Create a mirrored structure rooted at tests/ that follows major source concepts.

Example mapping pattern:

  • src/app/services/job.py -> tests/app/services/test_job.py
  • src/app/ai/graphs/transcription.py -> tests/app/ai/graphs/test_transcription.py
  • src/app/api/routes.py -> tests/app/api/test_routes.py

Rules:

  • One initial test module per core source module.
  • Prefer test_<module>.py naming.
  • Keep directory mirrors shallow first; add deeper modules only where behavior is complex.

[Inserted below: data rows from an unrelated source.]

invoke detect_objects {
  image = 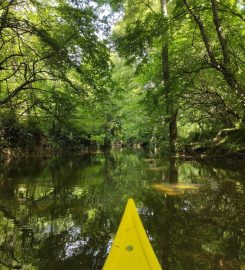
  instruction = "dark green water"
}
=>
[0,150,245,270]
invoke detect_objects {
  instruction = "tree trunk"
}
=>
[161,0,178,155]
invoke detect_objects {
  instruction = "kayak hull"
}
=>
[102,199,162,270]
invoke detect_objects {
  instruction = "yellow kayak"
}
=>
[102,199,162,270]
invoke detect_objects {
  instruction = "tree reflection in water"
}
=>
[0,150,245,270]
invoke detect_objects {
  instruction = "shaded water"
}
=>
[0,150,245,270]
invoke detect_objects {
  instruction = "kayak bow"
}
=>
[103,199,162,270]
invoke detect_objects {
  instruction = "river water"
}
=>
[0,150,245,270]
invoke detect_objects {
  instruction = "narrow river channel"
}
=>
[0,150,245,270]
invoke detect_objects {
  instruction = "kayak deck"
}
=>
[103,199,162,270]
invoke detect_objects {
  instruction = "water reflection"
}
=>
[0,151,245,270]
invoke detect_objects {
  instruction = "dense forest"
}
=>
[0,0,245,155]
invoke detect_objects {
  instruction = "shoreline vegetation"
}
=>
[0,126,245,162]
[0,0,245,160]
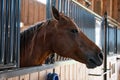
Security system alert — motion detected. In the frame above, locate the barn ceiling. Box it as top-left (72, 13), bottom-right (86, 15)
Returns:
top-left (76, 0), bottom-right (120, 23)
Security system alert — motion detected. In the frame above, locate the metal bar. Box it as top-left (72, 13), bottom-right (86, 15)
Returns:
top-left (5, 0), bottom-right (9, 63)
top-left (51, 0), bottom-right (56, 7)
top-left (0, 0), bottom-right (5, 64)
top-left (16, 0), bottom-right (21, 67)
top-left (46, 0), bottom-right (52, 19)
top-left (9, 0), bottom-right (14, 63)
top-left (58, 0), bottom-right (62, 12)
top-left (88, 69), bottom-right (112, 76)
top-left (104, 12), bottom-right (108, 80)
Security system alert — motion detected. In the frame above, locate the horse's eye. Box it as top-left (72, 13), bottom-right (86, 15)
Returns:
top-left (71, 29), bottom-right (78, 33)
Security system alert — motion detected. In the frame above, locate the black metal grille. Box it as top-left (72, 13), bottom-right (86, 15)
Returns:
top-left (0, 0), bottom-right (20, 69)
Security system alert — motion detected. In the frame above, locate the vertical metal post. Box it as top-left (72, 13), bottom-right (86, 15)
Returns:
top-left (9, 0), bottom-right (14, 63)
top-left (5, 0), bottom-right (9, 63)
top-left (104, 12), bottom-right (108, 80)
top-left (46, 0), bottom-right (52, 19)
top-left (15, 0), bottom-right (21, 67)
top-left (0, 0), bottom-right (5, 64)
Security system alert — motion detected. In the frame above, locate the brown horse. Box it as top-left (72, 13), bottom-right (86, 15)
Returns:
top-left (20, 7), bottom-right (103, 68)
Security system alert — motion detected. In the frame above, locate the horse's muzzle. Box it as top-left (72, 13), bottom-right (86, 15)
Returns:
top-left (86, 52), bottom-right (103, 68)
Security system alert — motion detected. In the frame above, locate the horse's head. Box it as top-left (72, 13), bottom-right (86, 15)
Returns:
top-left (49, 7), bottom-right (103, 68)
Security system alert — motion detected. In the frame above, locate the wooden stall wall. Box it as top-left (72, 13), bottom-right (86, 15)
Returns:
top-left (0, 61), bottom-right (88, 80)
top-left (21, 0), bottom-right (46, 30)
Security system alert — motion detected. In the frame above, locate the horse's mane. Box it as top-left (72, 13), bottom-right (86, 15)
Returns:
top-left (20, 22), bottom-right (44, 48)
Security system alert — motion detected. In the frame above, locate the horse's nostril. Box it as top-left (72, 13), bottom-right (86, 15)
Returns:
top-left (98, 53), bottom-right (103, 60)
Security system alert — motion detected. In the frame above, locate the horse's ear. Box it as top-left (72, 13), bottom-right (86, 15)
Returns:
top-left (52, 6), bottom-right (60, 20)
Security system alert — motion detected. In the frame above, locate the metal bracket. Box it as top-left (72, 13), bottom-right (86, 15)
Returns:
top-left (88, 69), bottom-right (111, 76)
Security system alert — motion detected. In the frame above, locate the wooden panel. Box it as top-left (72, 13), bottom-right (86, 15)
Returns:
top-left (0, 77), bottom-right (7, 80)
top-left (7, 76), bottom-right (19, 80)
top-left (21, 0), bottom-right (46, 26)
top-left (28, 0), bottom-right (34, 24)
top-left (113, 0), bottom-right (120, 20)
top-left (39, 70), bottom-right (47, 80)
top-left (55, 66), bottom-right (61, 80)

Step 2: Classify By Dependency Cost

Assign each test module to one initial class:

  • unit: no DB/network/filesystem side effects; instant execution.
  • integration: touches DB, HTTP stack, workflow runtime, or external services.
  • smoke: thin end-to-end confidence checks.

Decision logic:

  • If logic can run with fakes/stubs, make it unit.
  • If contract with framework/DB is essential, make it integration.
  • If validating a user-critical path across layers, make it smoke.

Step 3: Scaffold Minimal Test Modules

For each target module, scaffold:

  • import section
  • one happy-path test function
  • one error/edge test function
  • TODO comments indicating detail expansion points

Keep assertions minimal but behavior-focused. Avoid large fixtures in module files.

Step 4: Fixture Layering Strategy

Use fixture scopes based on cost:

  • function scope by default.
  • broader scopes (module/session) only for expensive setup with clear teardown.

Layer fixtures by directory:

  • tests/conftest.py: global, lightweight fixtures only (factories, deterministic defaults).
  • subtree conftest.py: domain-specific fixtures (API client, DB session, AI runtime stubs).

Guidelines:

  • Prefer yield fixtures for setup/teardown.
  • Keep fixtures atomic (one state-changing responsibility per fixture).
  • Avoid autouse except for truly universal behavior.

Step 5: Marker Taxonomy And Config

Ensure marker names are explicit and registered in pyproject.toml because strict markers are enabled.

Recommended baseline markers:

  • unit
  • integration
  • smoke
  • slow
  • external (requires network/service credentials)

Default run strategy:

  • Fast local path: run only unit by default in day-to-day iteration.
  • Full validation path: run all markers in CI or pre-release checks.

Step 6: Execution And Verification

Run commands in this order:

  1. uv run pytest --collect-only -q
  2. uv run pytest -m unit -q
  3. uv run pytest -q (if dependencies are available)

Optional targeted runs:

  • by node id for one test
  • by -k expression for focused iteration

Step 7: Completion Checks

A scaffold pass is complete when all are true:

  1. Every core source area has at least one corresponding test module.
  2. Unit tests run quickly and deterministically.
  3. Integration/external tests are isolated by marker and fixture boundaries.
  4. No unregistered marker warnings/errors.
  5. tests/ structure is understandable without extra documentation.
  6. A clear TODO path exists for deepening assertions later.

Branching Scenarios

  • If external APIs are required: provide stubs/mocks for unit tests; guard real calls behind external marker.
  • If DB is required: build a dedicated integration fixture layer and keep unit tests DB-free.
  • If tests become slow: split slow tests via marker and widen fixture scope only where safe.
  • If naming conflicts appear: keep unique test module names or package test directories explicitly.

Output Format

When applying this skill, provide:

  1. Proposed test tree diff.
  2. Marker and fixture plan.
  3. Exact commands for fast path and full path.
  4. Risks/open questions before writing detailed assertions.